汪可受和河工们一样,穿着粗布短褂,挽着裤脚,一起挖淤泥、运土石方。他的手掌磨出了水泡,水泡破了又结茧,却从来没有喊过一声累。工地上的伙食简单,顿顿都是粗粮咸菜,有人想给汪可受单独做些好菜,却被他拒绝了:“河工们吃什么,我就吃什么,大家一起干活,理应同甘共苦。”
工程进行到一半时,遇到了难题。漕河中段有一处淤堵特别严重,淤泥深达丈余。汪可受蹲在淤泥旁,琢磨了半天,突然眼睛一亮:“咱们可以先用河水浸泡,再用木槌敲打,把硬泥块打散,然后再挖。”
他带头跳进泥里,拿起木槌往下砸。河工们见按察使都如此卖力,也都重新鼓起干劲,跟着一起敲打。泥浆溅了他们一身,脸上、头上都是泥点,活像一群泥人。中午时分,太阳火辣辣地照着,大家汗流浃背,口干舌燥。汪可受让人烧了凉茶,亲自给河工们递过去。
老天不让人喘息,三天三夜的暴雨让河水猛涨,刚疏通的河道面临着再次被淤塞的危险,新修的河堤也出现了多处渗漏。汪可受心急如焚,带领大家冒雨加固河堤。
河堤上,灯火通明,河工们扛着沙袋,来回奔跑。汪可受站在河堤上,指挥大家加固险段。雨水打在他的脸上,睁不开眼睛,他就用袖子擦一把。

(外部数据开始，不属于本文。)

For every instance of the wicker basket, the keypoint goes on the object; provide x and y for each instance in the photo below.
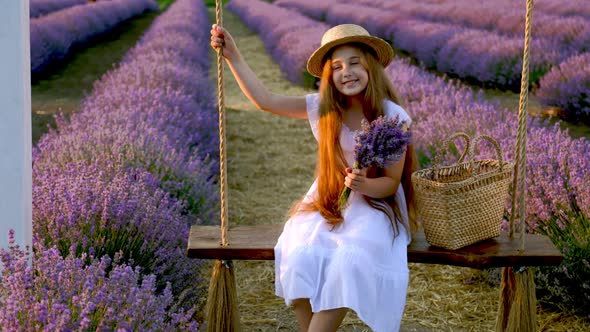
(464, 203)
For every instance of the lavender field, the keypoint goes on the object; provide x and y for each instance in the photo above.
(119, 178)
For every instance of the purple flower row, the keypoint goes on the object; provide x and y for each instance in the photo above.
(450, 48)
(129, 173)
(567, 31)
(440, 107)
(449, 37)
(283, 32)
(81, 294)
(43, 7)
(568, 87)
(558, 166)
(54, 34)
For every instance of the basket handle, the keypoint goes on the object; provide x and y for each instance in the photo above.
(447, 142)
(491, 140)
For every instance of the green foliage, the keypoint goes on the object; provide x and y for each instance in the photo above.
(567, 286)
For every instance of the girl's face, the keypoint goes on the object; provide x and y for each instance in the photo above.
(348, 73)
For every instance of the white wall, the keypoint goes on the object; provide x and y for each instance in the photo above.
(15, 122)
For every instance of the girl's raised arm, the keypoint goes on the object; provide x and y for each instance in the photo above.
(259, 95)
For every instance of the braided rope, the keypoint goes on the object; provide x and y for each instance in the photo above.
(519, 183)
(222, 151)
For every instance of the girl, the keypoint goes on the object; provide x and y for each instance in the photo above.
(328, 261)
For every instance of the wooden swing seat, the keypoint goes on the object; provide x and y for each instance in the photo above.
(256, 242)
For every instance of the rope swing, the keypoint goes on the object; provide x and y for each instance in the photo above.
(222, 308)
(517, 310)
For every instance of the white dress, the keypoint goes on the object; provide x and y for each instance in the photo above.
(359, 264)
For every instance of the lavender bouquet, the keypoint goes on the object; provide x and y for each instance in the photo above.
(379, 143)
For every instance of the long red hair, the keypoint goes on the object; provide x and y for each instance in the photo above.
(331, 164)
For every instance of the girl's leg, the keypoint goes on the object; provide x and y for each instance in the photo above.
(327, 320)
(303, 313)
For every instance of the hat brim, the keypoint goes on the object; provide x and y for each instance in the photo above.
(382, 49)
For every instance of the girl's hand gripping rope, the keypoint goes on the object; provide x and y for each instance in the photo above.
(221, 38)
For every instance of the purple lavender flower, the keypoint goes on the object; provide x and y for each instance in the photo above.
(380, 142)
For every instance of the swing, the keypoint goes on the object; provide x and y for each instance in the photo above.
(517, 310)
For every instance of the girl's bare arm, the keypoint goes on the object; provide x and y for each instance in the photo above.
(257, 93)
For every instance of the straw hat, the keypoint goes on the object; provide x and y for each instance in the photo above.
(348, 33)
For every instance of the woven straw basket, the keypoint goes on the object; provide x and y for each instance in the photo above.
(462, 204)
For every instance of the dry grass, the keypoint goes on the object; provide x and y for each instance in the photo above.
(271, 165)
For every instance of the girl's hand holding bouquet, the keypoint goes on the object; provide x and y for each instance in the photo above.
(379, 143)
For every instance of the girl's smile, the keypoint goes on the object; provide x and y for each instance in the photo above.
(348, 73)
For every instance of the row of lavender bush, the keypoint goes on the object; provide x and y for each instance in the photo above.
(53, 35)
(449, 46)
(570, 32)
(115, 189)
(43, 7)
(281, 29)
(567, 86)
(558, 167)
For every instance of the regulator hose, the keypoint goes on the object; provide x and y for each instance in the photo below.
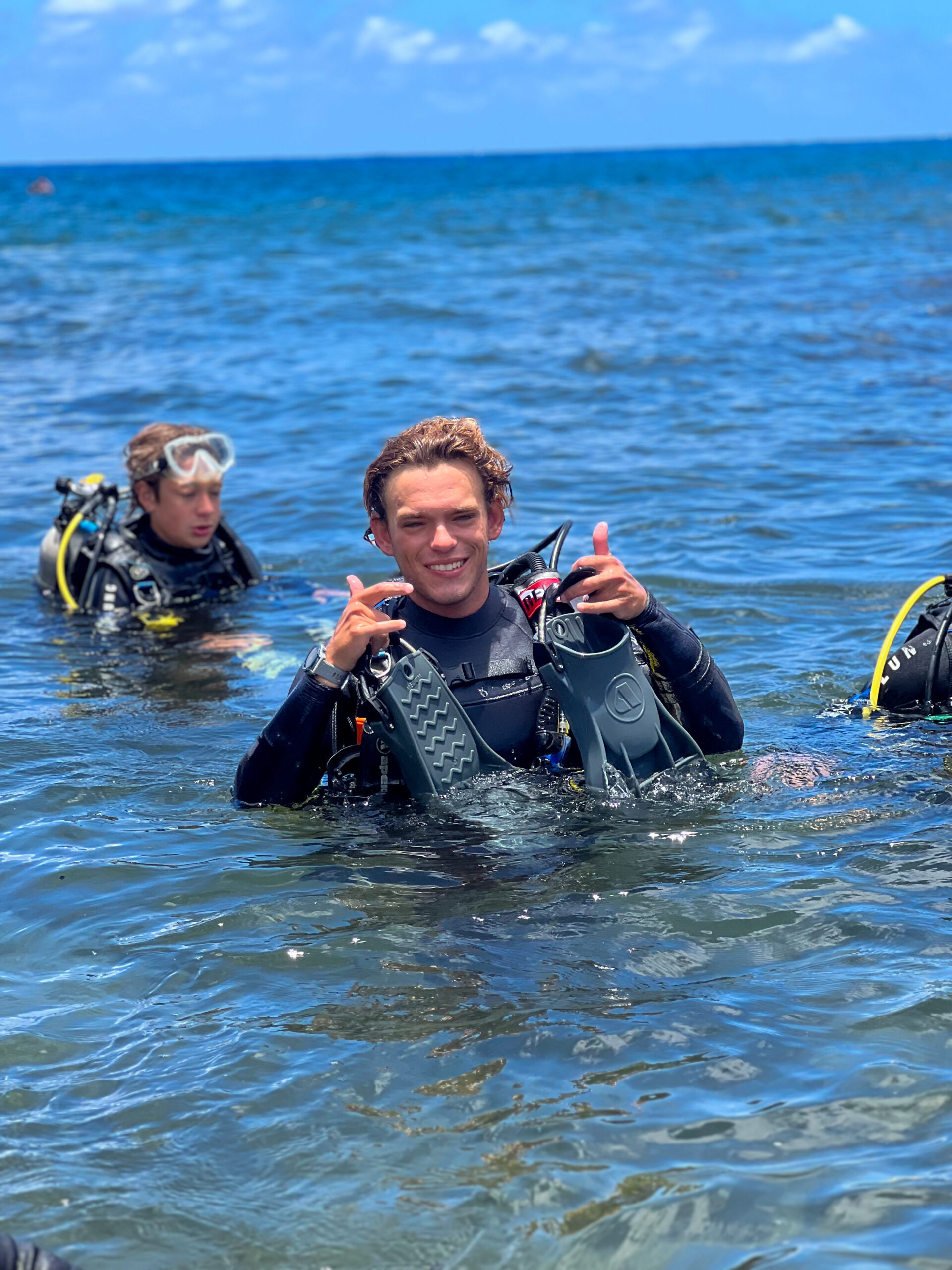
(892, 634)
(61, 581)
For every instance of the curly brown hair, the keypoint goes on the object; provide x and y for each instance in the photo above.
(438, 441)
(146, 448)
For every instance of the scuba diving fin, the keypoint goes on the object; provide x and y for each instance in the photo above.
(616, 719)
(420, 722)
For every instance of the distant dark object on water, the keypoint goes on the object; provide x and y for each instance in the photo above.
(28, 1257)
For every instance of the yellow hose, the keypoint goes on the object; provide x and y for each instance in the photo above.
(892, 634)
(69, 600)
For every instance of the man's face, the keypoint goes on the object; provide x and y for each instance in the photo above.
(438, 529)
(184, 513)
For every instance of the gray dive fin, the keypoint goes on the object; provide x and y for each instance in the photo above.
(424, 726)
(615, 717)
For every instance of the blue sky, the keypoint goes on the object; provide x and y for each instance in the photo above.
(158, 79)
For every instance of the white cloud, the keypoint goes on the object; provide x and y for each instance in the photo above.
(271, 55)
(828, 40)
(394, 40)
(188, 46)
(692, 37)
(139, 83)
(193, 46)
(508, 37)
(65, 30)
(146, 55)
(73, 8)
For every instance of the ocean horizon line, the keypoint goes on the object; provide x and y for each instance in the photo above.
(416, 157)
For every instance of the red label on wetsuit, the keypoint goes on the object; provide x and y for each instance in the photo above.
(535, 592)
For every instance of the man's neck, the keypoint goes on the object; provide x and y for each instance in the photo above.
(466, 607)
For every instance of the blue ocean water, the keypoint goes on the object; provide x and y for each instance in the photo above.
(516, 1030)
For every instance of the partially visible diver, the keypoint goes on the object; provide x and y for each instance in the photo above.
(28, 1257)
(917, 679)
(468, 674)
(172, 548)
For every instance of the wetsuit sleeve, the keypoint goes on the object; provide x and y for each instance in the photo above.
(287, 761)
(110, 591)
(700, 688)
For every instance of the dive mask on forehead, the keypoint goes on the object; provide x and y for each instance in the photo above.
(201, 456)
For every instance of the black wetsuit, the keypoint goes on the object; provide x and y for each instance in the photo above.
(486, 659)
(904, 676)
(140, 570)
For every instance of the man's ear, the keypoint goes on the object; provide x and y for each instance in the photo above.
(381, 535)
(146, 496)
(497, 520)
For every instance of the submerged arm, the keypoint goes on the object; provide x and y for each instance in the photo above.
(708, 706)
(287, 761)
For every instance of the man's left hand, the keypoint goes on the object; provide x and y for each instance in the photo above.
(612, 590)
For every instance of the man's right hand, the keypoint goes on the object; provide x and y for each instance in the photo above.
(362, 625)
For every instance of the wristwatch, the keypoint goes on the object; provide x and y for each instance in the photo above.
(318, 666)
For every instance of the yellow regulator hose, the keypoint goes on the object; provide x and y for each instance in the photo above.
(69, 600)
(892, 634)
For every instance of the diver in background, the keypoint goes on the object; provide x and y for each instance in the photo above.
(171, 549)
(437, 498)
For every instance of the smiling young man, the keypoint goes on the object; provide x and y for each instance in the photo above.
(437, 497)
(173, 548)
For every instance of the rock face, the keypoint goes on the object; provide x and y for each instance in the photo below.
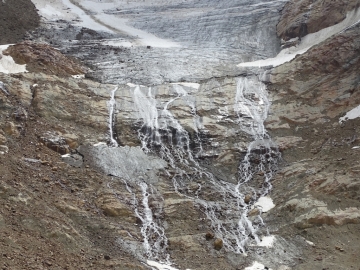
(43, 58)
(17, 17)
(192, 160)
(299, 18)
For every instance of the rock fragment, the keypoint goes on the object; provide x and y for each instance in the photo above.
(218, 243)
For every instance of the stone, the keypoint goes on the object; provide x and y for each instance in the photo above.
(247, 198)
(43, 58)
(111, 206)
(301, 17)
(4, 149)
(74, 160)
(72, 140)
(254, 212)
(218, 243)
(11, 129)
(3, 139)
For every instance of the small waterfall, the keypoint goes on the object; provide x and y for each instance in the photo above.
(112, 107)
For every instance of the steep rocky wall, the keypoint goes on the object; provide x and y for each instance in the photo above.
(299, 18)
(17, 17)
(317, 188)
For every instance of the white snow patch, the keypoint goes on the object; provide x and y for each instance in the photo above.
(7, 63)
(99, 143)
(49, 11)
(187, 84)
(161, 266)
(3, 88)
(310, 243)
(310, 40)
(267, 241)
(79, 76)
(256, 266)
(131, 84)
(145, 38)
(354, 113)
(91, 14)
(118, 43)
(265, 203)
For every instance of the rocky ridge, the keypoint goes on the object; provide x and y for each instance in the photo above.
(315, 191)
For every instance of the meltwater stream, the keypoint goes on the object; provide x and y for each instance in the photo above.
(225, 204)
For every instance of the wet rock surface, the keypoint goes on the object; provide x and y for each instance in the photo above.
(78, 211)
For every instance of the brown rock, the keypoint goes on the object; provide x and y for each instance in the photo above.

雨越下越大,沙袋刚填上去,就被雨水冲得有些松动。汪可受干脆跳进裂缝旁边的泥里,用身体顶住沙袋。“快,往我这边填!”他大喊着,雨水和汗水混在一起,顺着脸颊往下流。河工们奋不顾身地冲上来,有的填沙袋,有的用锄头夯实泥土。
雨停的时候,天已经亮了。汪可受浑身湿透,沾满了泥浆,累得瘫坐在河堤上。终于结束了。半年的艰苦奋战,两百余里的河道疏通完毕。当第一艘漕船顺利通过疏浚后的河道时,船工们站在船板上,朝着河堤上的汪可受和河工们欢呼雀跃,沿岸的百姓也放起了鞭炮,庆祝河道畅通。
汪可受站在河堤上,望着滔滔东去的河水,百感交集。半年来,他和河工们同吃同住,一起风里来雨里去,结下了深厚的情谊。草棚里的油灯,泥泞中的脚印,暴雨中的坚守,成了最珍贵的记忆。
后来,有人劝汪可受回官署居住,他却摇了摇头:“河堤旁的草棚住着踏实,能随时看着河道,看着百姓。” 他还在草棚旁种了几棵柳树,说等柳树长大了,就能为河堤遮风挡雨。每当春末夏初,柳丝依依,绿意盎然,远远望去,草棚、柳树、河堤、河水,构成了一幅宁静而温馨的画面。
而那段疏浚河道的往事,也像漕河的流水一样,在百姓口中代代相传。